The second case is the Willamette Valley, Oregon (Baker et al. 2004 ), which is
bounded on the west by the Coastal Range and on the east by the Cascade
Mountain Range. Two thirds of area is forested, primarily in upland areas, while
much of the valley has been converted to agricultural use. Projected population
growth is expected to place enormous demands on water and land resources. The
study was funded by the U.S. Environmental Protection Agency (EPA) and
completed by the Pacific Northwest Ecosystem Research Consortium (PNW-ERC)
involving researchers at Oregon State University, the University of Oregon, the
University of Washington, and the U.S. EPA, and again used sophisticated digital
landscape models. Three visions of the future were created through to the year
2050—Plan Trend, Development and Conservation. The Willamette project
exemplifies a strongly stakeholder based approach to alternative futures. Whilst
also technically sophisticated, it is particularly notable for the institutional
arrangements set up to engage a wide range of stakeholders and communities
throughout the process and to assure that all scenarios would include plausible
decisions and management practices as defined by stakeholders.

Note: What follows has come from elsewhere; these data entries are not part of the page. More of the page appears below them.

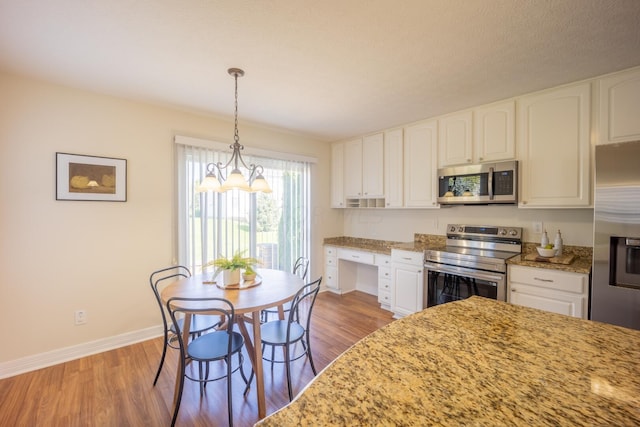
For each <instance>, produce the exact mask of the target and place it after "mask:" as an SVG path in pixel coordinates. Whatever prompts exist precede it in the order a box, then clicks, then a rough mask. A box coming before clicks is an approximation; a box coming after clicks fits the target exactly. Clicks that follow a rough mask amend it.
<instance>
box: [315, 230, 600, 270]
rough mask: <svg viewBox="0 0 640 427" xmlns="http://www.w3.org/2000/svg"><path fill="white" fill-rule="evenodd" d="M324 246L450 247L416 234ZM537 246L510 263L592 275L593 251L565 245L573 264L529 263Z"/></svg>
mask: <svg viewBox="0 0 640 427" xmlns="http://www.w3.org/2000/svg"><path fill="white" fill-rule="evenodd" d="M324 244H325V245H333V246H340V247H345V248H353V249H360V250H364V251H370V252H376V253H381V254H386V255H390V254H391V249H402V250H405V251H412V252H424V251H425V250H428V249H443V248H444V247H445V245H446V237H445V236H437V235H432V234H418V233H416V234H415V236H414V240H413V241H412V242H395V241H387V240H375V239H362V238H358V237H347V236H342V237H328V238H326V239H324ZM536 246H538V245H537V244H536V243H526V242H525V243H523V245H522V255H516V256H515V257H513V258H511V259H509V260H507V264H513V265H522V266H526V267H536V268H547V269H551V270H558V271H566V272H570V273H582V274H589V273H591V260H592V255H593V250H592V248H589V247H585V246H565V248H564V253H572V254H574V255H575V258H574V260H573V261H572V262H571V263H570V264H566V265H565V264H554V263H551V262H539V261H528V260H525V259H524V258H525V255H526V254H529V253H534V252H535V251H536Z"/></svg>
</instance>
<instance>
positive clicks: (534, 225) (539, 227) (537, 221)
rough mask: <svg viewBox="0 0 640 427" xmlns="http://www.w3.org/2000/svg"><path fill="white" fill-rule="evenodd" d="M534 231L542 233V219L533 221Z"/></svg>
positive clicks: (537, 233)
mask: <svg viewBox="0 0 640 427" xmlns="http://www.w3.org/2000/svg"><path fill="white" fill-rule="evenodd" d="M533 232H534V233H536V234H542V221H534V222H533Z"/></svg>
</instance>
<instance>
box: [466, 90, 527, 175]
mask: <svg viewBox="0 0 640 427" xmlns="http://www.w3.org/2000/svg"><path fill="white" fill-rule="evenodd" d="M515 110H516V107H515V101H507V102H500V103H497V104H491V105H487V106H483V107H480V108H477V109H475V110H473V130H474V147H475V151H474V160H473V162H474V163H483V162H495V161H502V160H513V159H515V158H516V132H515V114H516V113H515Z"/></svg>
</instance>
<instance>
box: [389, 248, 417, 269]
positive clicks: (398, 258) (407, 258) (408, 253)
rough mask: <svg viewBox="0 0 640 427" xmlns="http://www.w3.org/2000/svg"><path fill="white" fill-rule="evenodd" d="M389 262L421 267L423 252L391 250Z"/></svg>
mask: <svg viewBox="0 0 640 427" xmlns="http://www.w3.org/2000/svg"><path fill="white" fill-rule="evenodd" d="M391 260H392V261H393V262H401V263H403V264H411V265H420V266H421V265H423V264H424V252H413V251H403V250H398V249H393V250H392V251H391Z"/></svg>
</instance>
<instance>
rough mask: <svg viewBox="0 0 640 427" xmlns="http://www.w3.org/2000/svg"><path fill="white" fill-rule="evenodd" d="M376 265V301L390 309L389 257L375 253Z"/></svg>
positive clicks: (389, 281) (388, 308)
mask: <svg viewBox="0 0 640 427" xmlns="http://www.w3.org/2000/svg"><path fill="white" fill-rule="evenodd" d="M376 265H377V266H378V302H379V303H380V307H381V308H383V309H385V310H391V257H390V256H388V255H378V254H376Z"/></svg>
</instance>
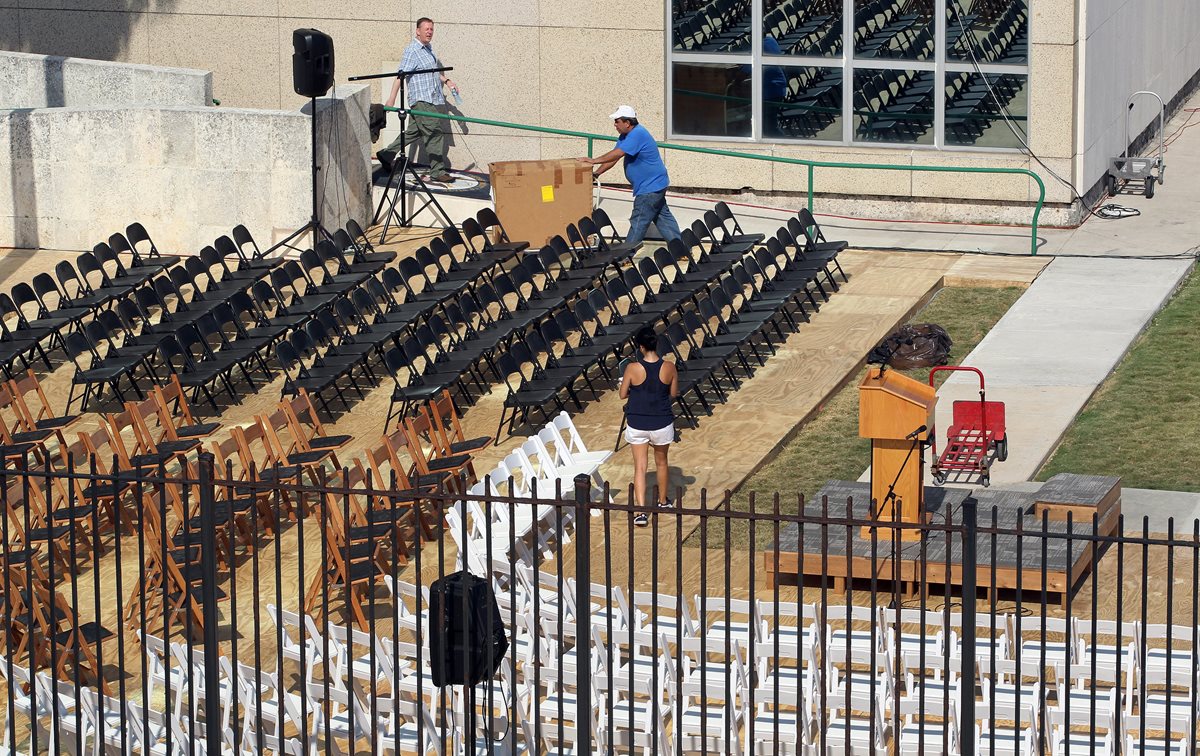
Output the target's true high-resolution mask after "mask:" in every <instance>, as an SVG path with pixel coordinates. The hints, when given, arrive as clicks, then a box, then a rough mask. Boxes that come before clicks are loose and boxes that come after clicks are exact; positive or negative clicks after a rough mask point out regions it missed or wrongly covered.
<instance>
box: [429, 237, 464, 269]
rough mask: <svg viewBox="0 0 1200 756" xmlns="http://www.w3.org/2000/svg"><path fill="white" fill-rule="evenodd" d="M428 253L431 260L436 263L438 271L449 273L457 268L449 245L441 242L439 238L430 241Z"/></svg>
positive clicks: (454, 258)
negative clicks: (438, 270)
mask: <svg viewBox="0 0 1200 756" xmlns="http://www.w3.org/2000/svg"><path fill="white" fill-rule="evenodd" d="M430 253H431V254H433V259H436V260H437V262H438V269H440V270H443V271H446V272H449V271H450V270H452V269H454V268H456V266H457V264H458V262H457V260H456V259H455V258H454V253H452V252H450V247H449V245H446V242H445V241H442V239H440V238H439V236H434V238H433V239H430Z"/></svg>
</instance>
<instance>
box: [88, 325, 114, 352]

The project ran
for around a decade.
12.3.2 Discursive Moments in Alternative Futures
Analysis of the two contrasting cases has highlighted that irrespective of the style
of engagement, both of these science based exercises involved a number of points
at which decisions had to be made about similar questions, each of which would
materially affect the project outcome. Each decision point- that we have termed
'discursive moments'—can be viewed as a fork in the road, a mix of deliberation
and values based decision that determines future possibilities of both action and
outcome. The moments are: identification of project scope; selection of the method
and selection and assembly of the planning team; determination of the project
design; data collection and management; development, selection and testing
assumptions of scenarios; assessment of the effects of scenarios upon future
landscapes; and selection of implementation outcomes and outputs.